How to Check for Duplicate Content? Getting rid of Doubles Manually and Using Tools
We’re initially focused on providing you with quality backlinks. But not everyone takes into account that quality of referred pages is important as well. Our research shows that one of the most common on-page mistakes is duplicated pages. In this regard, we simply can’t ignore the subject of duplicate pages identification. We’ll consider how to check for duplicate content manually and using the most popular instruments.
Why do you need to search for duplicate content?
On-page SEO is one of the most important components in the successful promotion of the website. Sites quite often have problems with duplicate pages, which as a rule significantly lower the results of the promotion. In this video a former head of the webspam team in Google Matt Cutts tells how Google handles duplicate content and what negative effects it has on rankings from an SEO perspective.
The presence of internal duplicate pages can lead to errors of indexing and even nullify the results of the promotion. E.g., if a page has promoted doubles, one of them can replace an original page in SERPs after the next update. This is usually accompanied by significant subsidence position, since a double, unlike the promoted page, has no reference weight (as it has no backlinks). LinksManagement met a lot of different variants of internal duplicates of various complexity, but still there was no problem we couldn’t solve. The main thing is not to delay, as over time pages fall out of index and a website loses traffic.

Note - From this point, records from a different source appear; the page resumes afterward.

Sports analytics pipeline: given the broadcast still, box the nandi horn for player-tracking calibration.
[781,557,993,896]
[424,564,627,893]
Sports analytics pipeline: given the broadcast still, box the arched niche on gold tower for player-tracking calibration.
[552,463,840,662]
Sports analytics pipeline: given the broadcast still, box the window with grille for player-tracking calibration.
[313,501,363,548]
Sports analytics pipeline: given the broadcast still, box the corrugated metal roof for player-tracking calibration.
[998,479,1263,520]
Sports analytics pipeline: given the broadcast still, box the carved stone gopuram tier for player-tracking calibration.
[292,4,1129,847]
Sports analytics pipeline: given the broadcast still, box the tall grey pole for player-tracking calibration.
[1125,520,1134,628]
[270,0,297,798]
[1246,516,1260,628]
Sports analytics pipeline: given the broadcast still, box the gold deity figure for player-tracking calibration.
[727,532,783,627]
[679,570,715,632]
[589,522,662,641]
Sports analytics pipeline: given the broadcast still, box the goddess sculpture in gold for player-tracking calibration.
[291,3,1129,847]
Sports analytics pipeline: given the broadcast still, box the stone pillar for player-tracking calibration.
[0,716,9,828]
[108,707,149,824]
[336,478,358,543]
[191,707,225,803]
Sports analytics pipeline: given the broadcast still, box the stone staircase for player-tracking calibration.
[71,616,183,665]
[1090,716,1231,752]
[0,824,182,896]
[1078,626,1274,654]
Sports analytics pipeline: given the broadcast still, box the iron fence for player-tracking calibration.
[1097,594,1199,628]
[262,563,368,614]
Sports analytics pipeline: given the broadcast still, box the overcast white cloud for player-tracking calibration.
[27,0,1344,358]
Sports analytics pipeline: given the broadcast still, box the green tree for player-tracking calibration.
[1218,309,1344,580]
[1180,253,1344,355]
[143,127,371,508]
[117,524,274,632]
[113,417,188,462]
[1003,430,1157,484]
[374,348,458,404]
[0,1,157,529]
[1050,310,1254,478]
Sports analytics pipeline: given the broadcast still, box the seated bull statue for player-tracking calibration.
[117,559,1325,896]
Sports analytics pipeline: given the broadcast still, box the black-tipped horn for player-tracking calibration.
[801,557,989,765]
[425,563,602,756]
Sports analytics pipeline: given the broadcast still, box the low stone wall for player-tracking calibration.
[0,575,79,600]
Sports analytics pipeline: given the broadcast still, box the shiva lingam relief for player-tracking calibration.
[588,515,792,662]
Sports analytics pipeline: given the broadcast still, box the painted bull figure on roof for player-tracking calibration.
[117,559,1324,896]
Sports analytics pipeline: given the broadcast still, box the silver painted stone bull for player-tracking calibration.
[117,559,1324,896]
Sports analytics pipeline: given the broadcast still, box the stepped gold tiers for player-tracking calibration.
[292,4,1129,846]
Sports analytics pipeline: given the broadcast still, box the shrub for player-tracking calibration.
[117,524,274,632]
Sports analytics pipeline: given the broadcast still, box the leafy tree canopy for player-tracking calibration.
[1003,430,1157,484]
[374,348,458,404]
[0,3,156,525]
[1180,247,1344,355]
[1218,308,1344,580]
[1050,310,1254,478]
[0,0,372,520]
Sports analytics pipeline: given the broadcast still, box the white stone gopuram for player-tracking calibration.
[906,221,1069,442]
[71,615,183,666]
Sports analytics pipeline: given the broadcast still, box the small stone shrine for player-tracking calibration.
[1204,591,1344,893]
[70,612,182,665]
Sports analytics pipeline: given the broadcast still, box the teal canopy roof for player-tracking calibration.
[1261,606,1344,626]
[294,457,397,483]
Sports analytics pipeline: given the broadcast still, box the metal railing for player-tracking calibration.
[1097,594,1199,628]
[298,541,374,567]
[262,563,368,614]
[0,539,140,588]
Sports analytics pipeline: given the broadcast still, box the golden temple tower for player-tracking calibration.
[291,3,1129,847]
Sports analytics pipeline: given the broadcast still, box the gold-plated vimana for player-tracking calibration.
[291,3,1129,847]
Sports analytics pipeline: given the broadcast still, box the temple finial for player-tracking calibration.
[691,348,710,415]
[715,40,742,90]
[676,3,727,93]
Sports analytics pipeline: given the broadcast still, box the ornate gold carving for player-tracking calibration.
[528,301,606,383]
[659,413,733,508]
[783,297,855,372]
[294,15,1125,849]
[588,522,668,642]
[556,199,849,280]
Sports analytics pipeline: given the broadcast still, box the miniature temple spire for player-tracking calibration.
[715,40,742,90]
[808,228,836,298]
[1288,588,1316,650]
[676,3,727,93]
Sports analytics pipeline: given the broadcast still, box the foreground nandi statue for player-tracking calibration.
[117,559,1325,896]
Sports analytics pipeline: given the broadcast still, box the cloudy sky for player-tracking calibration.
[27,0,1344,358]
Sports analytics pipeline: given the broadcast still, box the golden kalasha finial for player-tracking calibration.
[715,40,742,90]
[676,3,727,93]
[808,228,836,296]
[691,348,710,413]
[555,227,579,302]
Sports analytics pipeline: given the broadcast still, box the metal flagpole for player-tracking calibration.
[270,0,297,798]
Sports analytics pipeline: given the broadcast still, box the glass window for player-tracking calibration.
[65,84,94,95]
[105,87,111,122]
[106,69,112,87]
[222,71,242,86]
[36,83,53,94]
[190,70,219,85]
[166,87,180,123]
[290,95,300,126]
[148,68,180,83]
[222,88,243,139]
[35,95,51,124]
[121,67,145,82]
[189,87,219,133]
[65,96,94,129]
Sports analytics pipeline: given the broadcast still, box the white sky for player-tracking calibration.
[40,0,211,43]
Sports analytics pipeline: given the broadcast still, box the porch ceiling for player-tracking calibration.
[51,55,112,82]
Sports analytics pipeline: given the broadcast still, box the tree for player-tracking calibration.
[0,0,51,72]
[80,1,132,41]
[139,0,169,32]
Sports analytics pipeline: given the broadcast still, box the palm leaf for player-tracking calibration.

Reasons of content duplication
|Reason, №||Technical mistakes||Document format conversion||Document editing||Replacing text letters|
|1||Changing of the title and signature of the document (header, footer)||Changing of the document format (DOC, PDF or HTML)||Inserting and deleting text paragraphs; text truncation||Pasting of the sets of random characters in the text|
|2||Changing of navigation elements||Different versions and copies of the document||Rearrangement of sentences and paragraphs||Arbitrary insertion and removal of spaces|
|3||Different HTML addresses, leading to a single document||Text of license agreements and other boilerplate texts||Text formatting, operator’s errors||Replacing letters from Cyrillic to Latin|
Complete and partial doubles
- Complete doubles are pages with exactly the same content, which have different URL-addresses. For example, the page for printing and its normal original page with sessions identifiers, the same page with different extensions (.html, .php, .htm). Most of the doubles are generated by site engines, but also there are those that occur because of the carelessness of webmasters. Complete duplicates often appear after replacing a site design or structure: all pages get new URL-addresses, but the old address still work, and, as a result, each page is available in 2 different URLs. The other causes are: URL with GET parameters, incorrectly configured 404 page, URL in different registers, addresses with or without “/” at the end of URL, the same content for the first pagination and category pages (while they have different addresses), a 302 redirect.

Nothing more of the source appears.